To do it, the offense would need to drastically improve from 2013, when the Phillies hit .248 as a team and finished 27th of 30 teams in runs scored.

Spring Training was not a great indicator that those numbers would be any better.

The team is still built around the core that led them through the early and mid 2000s—Jimmy Rollins, Ryan Howard, and Chase Utley. They are the big guns. The statistics prove that the Phillies are much more successful when they are in the lineup and producing.

For the first time in a long time, they all appear to be healthy. But healthy does not mean being productive.

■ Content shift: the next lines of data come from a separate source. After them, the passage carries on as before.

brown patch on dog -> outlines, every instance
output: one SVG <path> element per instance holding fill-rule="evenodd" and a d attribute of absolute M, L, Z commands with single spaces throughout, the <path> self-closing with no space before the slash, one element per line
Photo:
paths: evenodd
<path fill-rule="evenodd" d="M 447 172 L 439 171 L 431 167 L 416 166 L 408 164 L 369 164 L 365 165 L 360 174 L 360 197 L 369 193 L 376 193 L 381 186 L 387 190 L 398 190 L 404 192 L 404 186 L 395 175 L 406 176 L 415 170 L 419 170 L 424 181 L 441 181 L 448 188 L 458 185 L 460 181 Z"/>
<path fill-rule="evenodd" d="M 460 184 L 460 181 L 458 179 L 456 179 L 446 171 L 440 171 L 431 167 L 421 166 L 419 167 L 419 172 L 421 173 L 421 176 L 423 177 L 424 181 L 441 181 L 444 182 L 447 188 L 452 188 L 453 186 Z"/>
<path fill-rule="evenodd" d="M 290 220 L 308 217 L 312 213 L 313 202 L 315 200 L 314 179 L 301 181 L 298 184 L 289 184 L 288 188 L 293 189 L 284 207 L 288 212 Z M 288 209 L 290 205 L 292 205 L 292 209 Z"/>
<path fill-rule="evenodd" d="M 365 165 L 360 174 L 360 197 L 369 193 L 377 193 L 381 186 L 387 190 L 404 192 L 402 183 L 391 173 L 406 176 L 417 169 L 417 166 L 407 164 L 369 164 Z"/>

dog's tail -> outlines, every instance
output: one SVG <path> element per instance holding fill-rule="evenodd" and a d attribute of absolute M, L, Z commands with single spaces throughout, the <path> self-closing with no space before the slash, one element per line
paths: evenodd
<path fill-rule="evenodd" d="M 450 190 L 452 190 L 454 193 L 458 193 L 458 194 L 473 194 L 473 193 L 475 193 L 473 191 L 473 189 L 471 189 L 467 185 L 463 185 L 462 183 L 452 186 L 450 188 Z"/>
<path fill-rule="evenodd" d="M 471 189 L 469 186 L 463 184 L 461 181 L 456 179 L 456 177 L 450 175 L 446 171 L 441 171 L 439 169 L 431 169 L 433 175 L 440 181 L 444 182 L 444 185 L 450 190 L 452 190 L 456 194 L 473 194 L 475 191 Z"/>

Howard and Rollins both tied for the team lead in homers in Spring Training with three, but it is a misleading stat. Those home runs came within the last week of training, and their other numbers show how dismal they were during the spring. Howard finished with .227 average, which was best of the three. Rollins was benched for three straight games for his apparent lack of leadership, and finished with a paltry .173 average and .271 OBP, and Utley managed to pull his average up to .217 with a strong final Spring Training game.

Not what the team needs from its core.

Of course, it is just Spring Training and putting stock in spring stats is foolish. But the lack of performance, health, motivation and urgency early on certainly is something to be concerned about, and it could translate into the worst year the Phillies have had in quite some time.